Could you please tell me more about this use case and why it isn't covered by
Jingle transmission? Specifically, what is the advantage of sending <message>
through the server instead of handling it directly? I'd like to understand
your perspective better.
[SNIP]
RFB definitely is old, so these kind of things are expected. And, while
I see that you added clipboard as a potential future extension, it
seems odd to complain that RFB has a suboptimal implementation of a
feature your proposed XEP currently doesn't have at all.
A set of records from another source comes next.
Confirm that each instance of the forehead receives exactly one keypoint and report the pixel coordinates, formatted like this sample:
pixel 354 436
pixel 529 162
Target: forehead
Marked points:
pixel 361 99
That's just something that jump on eye after a quick check, if UTF-8 is not
natively supported, I can see problems coming. But I'll check in more details
anyway, as I've said before, I'm not against a protocol change if it makes
sense.
Regarding that it seems odd to you because clipboard sharing is not yet
specified, that's simply anticipation.
[SNIP]
I know that your specification doesn't transfer the modifier flags,
probably assuming they are superfluous. However, if your browser client
was to naively send the key events it receives as is without further
checking for plausibility, things will go wrong: I tested pressing the
keys that would logically result in the events meta down, control down,
control up, meta up and here are the results on different browsers:
https://imgur.com/a/zVxDAVa
That's the job of the controlling client to assure consistency. That may be
specified in business rules though.
From what I understand, the state of keyup and keydown
events in the
web API doesn't need to be consistent (e.g. there can be keydown
without keyup and vice-versa). Do we want the same behavior for this
protocol or something else?
The wire format comes from the web API, but we are not developing browsers, we
are developing XMPP clients.
I think you misunderstood my point. Using a smartphone
as a touch pad
or gamepad while playing a game on a screen next to you, is low latency
feedback (you can see the screen with low latency). Example for where
you don't need low latency would be when blindly typing into a remote
shell, because you won't get feedback there (except after confirming a
command which is probably not low latency).
And we come back to the point where I don't see the need to another way of
sending input, when there is already a low latency one. I'm not saying that
you are wrong, I'm saying that I don't see why we should have another
mechanism, when there is already low latency way to send input data to any
device. So please, provide me one or more use cases where the current
specification is not valid and would not work, or work sub-optimally.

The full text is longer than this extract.